Nous avions fait ce match en ayant en tête l’appel à texte d’une maison d’édition. La contrainte était que la première phrase soit “Une fumée épaisse recouvrait le village”, en 3500 mots maximum. J’ai eu du mal à descendre sous cette limite !
Version 1-6 du texte.
Le Poison de la peur, par Fabien
Une épaisse fumée recouvrait le village. Au pied de chaque porte, sous chaque volet clos, un brûloir rougeoyait de flammes sombres. Leurs volutes obscurcissaient l’air. Leur puanteur âcre était leur raison d’être : elle repoussait les serpents.

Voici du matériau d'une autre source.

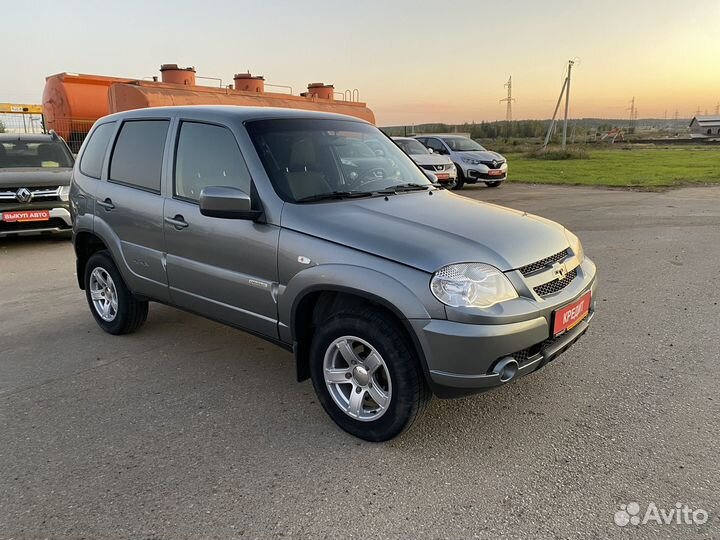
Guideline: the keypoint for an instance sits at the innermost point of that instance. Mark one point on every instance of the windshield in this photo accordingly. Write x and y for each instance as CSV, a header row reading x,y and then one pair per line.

La jeune Alice était claquemurée dans l’une des cahutes, avec trois adultes depuis deux jours. Grand-mère et Maman se disputaient souvent, Papa restait assis le regard vide à côté de la fenêtre, son glaive prenant la poussière contre le mur.
Tous tendaient l’oreille, frissonnant plus fort à chaque fois que les crissements s’amplifiaient.
— Il doit faire au moins quatre mètres, chuchota une fois Grand-mère.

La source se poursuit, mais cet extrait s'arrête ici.